Canadian artist Henrik Drescher, an old friend, knew Claudia Bedrick, publisher of Enchanted Lion, and gave Zsako her contact information. Bedrick had done unconventional books and was not daunted by the difficulties Zsako’s work presented. And Zsako resolved to pay attention to everything he was told. “I put my ego aside,” he says. “If they say we can make it better, I should do that.”
His work with the team at Enchanted Lion—Claudia Bedrick, Eugenia Mello, Emilie Robert Wong, and Emma Vitoria—had a profound effect on the book, “especially the narrative structure and some of the visual elements,” Zsako says. “Those aspects wouldn’t exist if it wasn’t for them.” The first half of the book survived, but the original ending (“It was much darker,” he says) was completely reworked.

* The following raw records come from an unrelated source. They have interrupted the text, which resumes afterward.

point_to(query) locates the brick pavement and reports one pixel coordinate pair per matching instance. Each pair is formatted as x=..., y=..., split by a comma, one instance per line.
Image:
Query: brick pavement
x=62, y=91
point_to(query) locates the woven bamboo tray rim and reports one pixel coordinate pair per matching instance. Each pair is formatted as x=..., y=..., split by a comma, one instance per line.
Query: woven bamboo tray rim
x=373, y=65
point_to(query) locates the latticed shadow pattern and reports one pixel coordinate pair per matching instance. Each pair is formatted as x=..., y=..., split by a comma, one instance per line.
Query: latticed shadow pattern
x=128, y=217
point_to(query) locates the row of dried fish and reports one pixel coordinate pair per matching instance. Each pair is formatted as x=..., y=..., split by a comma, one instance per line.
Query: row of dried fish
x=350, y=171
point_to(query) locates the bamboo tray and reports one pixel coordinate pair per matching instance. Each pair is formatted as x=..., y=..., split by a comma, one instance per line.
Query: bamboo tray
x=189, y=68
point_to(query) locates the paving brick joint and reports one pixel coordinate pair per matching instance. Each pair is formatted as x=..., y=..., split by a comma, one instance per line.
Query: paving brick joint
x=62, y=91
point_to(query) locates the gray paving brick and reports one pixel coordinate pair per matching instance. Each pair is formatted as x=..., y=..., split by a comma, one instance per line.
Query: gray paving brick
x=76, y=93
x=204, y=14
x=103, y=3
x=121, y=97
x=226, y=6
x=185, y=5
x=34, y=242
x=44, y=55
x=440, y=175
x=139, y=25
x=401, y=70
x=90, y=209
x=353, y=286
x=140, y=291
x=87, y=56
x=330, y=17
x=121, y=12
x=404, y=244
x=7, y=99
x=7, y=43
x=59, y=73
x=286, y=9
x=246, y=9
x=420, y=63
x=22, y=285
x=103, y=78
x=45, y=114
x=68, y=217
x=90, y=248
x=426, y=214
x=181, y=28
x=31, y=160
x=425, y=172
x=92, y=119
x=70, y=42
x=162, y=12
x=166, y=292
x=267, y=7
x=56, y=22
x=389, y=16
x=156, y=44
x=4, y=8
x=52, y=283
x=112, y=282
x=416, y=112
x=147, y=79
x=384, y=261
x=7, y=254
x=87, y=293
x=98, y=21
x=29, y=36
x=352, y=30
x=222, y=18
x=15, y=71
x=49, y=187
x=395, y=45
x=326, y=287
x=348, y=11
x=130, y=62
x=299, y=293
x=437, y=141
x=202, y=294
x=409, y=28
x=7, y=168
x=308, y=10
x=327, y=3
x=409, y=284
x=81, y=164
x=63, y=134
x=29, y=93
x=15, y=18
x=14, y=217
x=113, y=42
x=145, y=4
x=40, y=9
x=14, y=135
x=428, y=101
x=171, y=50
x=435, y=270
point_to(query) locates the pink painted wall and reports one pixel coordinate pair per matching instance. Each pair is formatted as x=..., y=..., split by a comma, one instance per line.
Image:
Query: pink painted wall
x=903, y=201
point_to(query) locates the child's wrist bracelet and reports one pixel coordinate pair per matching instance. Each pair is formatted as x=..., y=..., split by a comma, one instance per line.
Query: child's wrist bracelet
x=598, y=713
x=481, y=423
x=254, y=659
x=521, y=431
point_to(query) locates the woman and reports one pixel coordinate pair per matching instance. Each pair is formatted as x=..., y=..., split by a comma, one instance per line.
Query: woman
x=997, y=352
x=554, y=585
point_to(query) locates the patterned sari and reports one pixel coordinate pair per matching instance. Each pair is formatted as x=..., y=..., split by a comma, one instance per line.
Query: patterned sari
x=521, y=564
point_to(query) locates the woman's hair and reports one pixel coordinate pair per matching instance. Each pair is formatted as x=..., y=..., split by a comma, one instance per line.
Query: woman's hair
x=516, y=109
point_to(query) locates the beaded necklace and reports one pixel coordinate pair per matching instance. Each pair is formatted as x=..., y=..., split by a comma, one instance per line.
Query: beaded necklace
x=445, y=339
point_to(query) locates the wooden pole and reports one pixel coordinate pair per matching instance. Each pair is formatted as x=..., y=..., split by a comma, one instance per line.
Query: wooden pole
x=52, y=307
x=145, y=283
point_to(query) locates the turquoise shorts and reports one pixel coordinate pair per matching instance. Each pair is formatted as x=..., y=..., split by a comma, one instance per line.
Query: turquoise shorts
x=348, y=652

Now Zsako is waiting to see how children respond to Bunny & Tree. “I’m super curious,” he says. “It’s such a puzzle. Kids have the capacity and even a hunger for the unusual and unexpected.”
As an artist, he’s gratified by another benefit offered by the picture book. “The gallery world is amazing and open, but there’s something intimidating about it. To make something that somebody can look at, at their own speed, in a place that’s safe to them—there’s something really appealing about that.”
Antonia Saxon is a book reviewer and features writer for PW.